If you hate Capitalism so much, then just write everything in lower case. Problem solved.
[marriage counseling]
prince eric: i just feel like the communication is lacking
ariel [frantically gesturing at legs and mouth]: Mm hm HM hm hm MM
Depressed? Try changing your bedding. Cedar chips are for guinea pigs & may not be right for you
[looking at pics]
Where’s that?
-Hawaii
Where’s that?
-Jamaica
Daddy where was I?
-You weren’t born
Why’s the folder called ‘Good Ole Days’?
Instagram: look how pretty everything is
Facebook: look how easy everything is
Twitter: look how painfully funny everything can be if you just actually look at it and be honest
Tiktok: look at how dancing everything is
I never claimed to have all the answers. I said two. I have two answers. There’s a guy in Nebraska who has six. Go bother him.

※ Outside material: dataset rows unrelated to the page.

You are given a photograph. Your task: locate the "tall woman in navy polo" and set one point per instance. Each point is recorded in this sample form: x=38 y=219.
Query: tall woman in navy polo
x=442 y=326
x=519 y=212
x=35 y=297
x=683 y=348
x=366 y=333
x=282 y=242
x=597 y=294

Anyone who wants to learn how to be humble, feel free to talk to me. There’s nothing like learning from the best.
[first day as Uber driver]
ME: *weaving through traffic*
PASSENGER: *gripping seat* can you maybe finish the basket later?
customer: can I get a chicken cesar salad?
me: yes, but he’ll have to eat it outside since we don’t allow pets
manager: can I talk to you
me: a beloved member of my family died
college professor: show me the body or take the quiz
i used to enjoy weather like “sunny” or rainy” or cloudy” i’m glad that 2023 is showing us that it can innovate and give us weather like “smoke”
One cool thing about being 33 is that people who are 50 think you might as well be 22 and people who are 22 think you might as well be 50
wife: Why would you bring a dog to an interview?
me: Why wouldn’t you bring a dog to an interview?
You don’t serve tuna do you?
“No sir, we don’t serve fish here”
*A family of tuna in fake mustaches whistles innocently at another table*
Jack and Jill went up the hill
To fetch an ounce of ganja
Jack lit up and took a puff
And Jill cuffed him. She was DEA. Jack died in prison.
It’s sad how many people out there are not getting the lobotomy surgery they need
Editor’s note: sorry about ‘snowboard’ typo, should be ‘snowboarder’ found dead
Tonight I realized that I gaze at cheese in much the same way that first time mothers gaze at their newborns
If I tell you I will do anything for you, don’t get too excited, because I will also do anything for a slice of pizza.